Das mehrsprachige Gehirn: Neue neurologische Erkenntnisse für die Sprachdidaktik

Über neue Erkenntnisse der Hirnforschung für das Lernen von Fremdsprachen diskutierten ausgewiesene Experten bei einer internationalen Tagung der Katholischen Universität Eichstätt-Ingolstadt, welche von Prof. Dr. Heiner Böttger (Didaktik der Englischen Sprache und Literatur) und Prof. Dr. Gabriele Gien (Didaktik der Deutschen Sprache und Literatur) organisiert worden war.

„Die drei Konferenztage ergaben einige klare sehr Botschaften: Alle Muttersprachen müssen respektiert und gefördert werden und Bilingualität ist der bedeutendste Schlüssel zur Mehrsprachigkeit“, so Professor Böttger. Das Aufwachsen mit nur einer Sprache hingegen bilde ein überholtes Konzept. Im Gegensatz dazu fördere es die kognitiven Potenziale und die Intelligenz, mehrere Sprachen gleichzeitig möglichst früh zu erwerben. Zudem sei es erforderlich, Lese- und Schreibkompetenzen abhängig vom Geschlecht zu vermitteln. „Die Hypothese, dass Jungen und Mädchen unterschiedlich lernen, beruhte bislang auf pädagogischen und psychologischen Beobachtungen, die jedoch nun auch neurowissenschaftlich belegbar sind. Dies macht für den Unterricht eine Genderdifferenzierung der Methoden und Materialien dringend nötig“, erklärt Böttger weiter.

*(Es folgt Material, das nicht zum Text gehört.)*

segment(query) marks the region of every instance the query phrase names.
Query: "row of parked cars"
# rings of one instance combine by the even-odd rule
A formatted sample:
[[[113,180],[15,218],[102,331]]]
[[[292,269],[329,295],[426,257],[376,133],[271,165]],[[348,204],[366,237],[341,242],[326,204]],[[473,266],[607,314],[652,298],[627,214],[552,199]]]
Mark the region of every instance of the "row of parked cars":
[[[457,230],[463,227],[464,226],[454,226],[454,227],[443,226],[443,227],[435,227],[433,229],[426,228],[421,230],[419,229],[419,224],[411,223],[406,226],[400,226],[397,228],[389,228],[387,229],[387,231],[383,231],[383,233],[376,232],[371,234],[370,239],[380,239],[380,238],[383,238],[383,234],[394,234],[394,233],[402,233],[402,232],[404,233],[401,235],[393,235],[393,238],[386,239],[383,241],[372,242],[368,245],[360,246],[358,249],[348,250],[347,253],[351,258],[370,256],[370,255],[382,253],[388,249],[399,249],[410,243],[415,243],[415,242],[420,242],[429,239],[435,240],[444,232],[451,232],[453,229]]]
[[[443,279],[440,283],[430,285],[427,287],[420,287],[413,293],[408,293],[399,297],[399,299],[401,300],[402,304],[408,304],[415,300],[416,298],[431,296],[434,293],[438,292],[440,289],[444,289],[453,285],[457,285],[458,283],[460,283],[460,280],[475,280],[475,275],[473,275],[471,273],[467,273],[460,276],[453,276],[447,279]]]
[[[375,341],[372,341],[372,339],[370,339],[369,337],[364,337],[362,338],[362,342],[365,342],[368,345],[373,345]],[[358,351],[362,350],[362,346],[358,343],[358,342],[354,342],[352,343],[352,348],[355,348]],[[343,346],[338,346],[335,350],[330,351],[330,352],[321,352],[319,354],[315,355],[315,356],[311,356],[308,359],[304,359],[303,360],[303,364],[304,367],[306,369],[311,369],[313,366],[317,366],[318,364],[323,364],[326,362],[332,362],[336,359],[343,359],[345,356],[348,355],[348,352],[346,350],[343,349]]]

Das Symposium fand in Griechenland statt und wurde gemeinsam mit der Universität Thessaloniki und der Universität Erlangen-Nürnberg ausgerichtet. Neben den 20 Teilnehmern vor Ort nahmen darüber hinaus weltweit rund 300 Wissenschaftlerinnen und Wissenschaftler sowie 50 Studierende der KU per Webinar online am Symposium teil und diskutierten am Bildschirm mit. Prominenter Redner und Schirmherr der Veranstaltung war „Mr. Volkswagen“ Prof. Dr. Dr. h.c. mult. Carl H. Hahn, der in Zusammenarbeit mit Professor Böttger in Wolfsburg sowie demnächst auch in Ingolstadt Edith-Stein-Kindertagesstätten fördert, die bemerkenswerte Erfolge in frühkindlicher mehrsprachiger Erziehung vorweisen können. „Indem wir die intellektuellen Potenziale aller Kinder bestmöglich zur Entfaltung bringen, erhöhen wir nicht nur die Lebensqualität eines jeden einzelnen, sondern zugleich auch den gesellschaftlichen Nutzen“, sagte Hahn in seiner Ansprache. Zu den Referentinnen und Referenten gehörte unter anderem auch die weltweit anerkannte Linguistin Rita Franceschini aus Bozen.

Die Teilnehmer der Tagung erarbeiteten die „10+ Gebote zur Mehrsprachigkeit“, die für alle Beteiligten (Kinder, Eltern, Sprachlehrkräfte und Kultusministerien) in verständlicher wie verbindlicher Form den neuen Umgang mit Mehrsprachigkeit zugänglich machen sollen. Gleichzeitig enthalten die Gebote auch deutliche Forderungen nach einem durchgängigen Konzept, das den Erwerb von Mutter- und Fremdsprachen von der Kindheit bis zum Berufsleben jeweils passend fördert. Die Gebote werden als Memorandum der Tagung im Konferenzband veröffentlicht und einer breiten Öffentlichkeit sowie Bildungsentscheidungsträgern vorgelegt werden.Mitarbeiten werden daran nicht nur die Konferenzteilnehmer, sondern insbesondere auch eine Studierendengruppe eines Hauptseminars von Professor Böttger zu „Brain based English Language Teaching BELT“.

Alle Vorträge stehen Interessierten auf der KU-Plattform Ilias zur Verfügung und können als eigener Kurs in Aus-, Fort- und Weiterbildung belegt werden.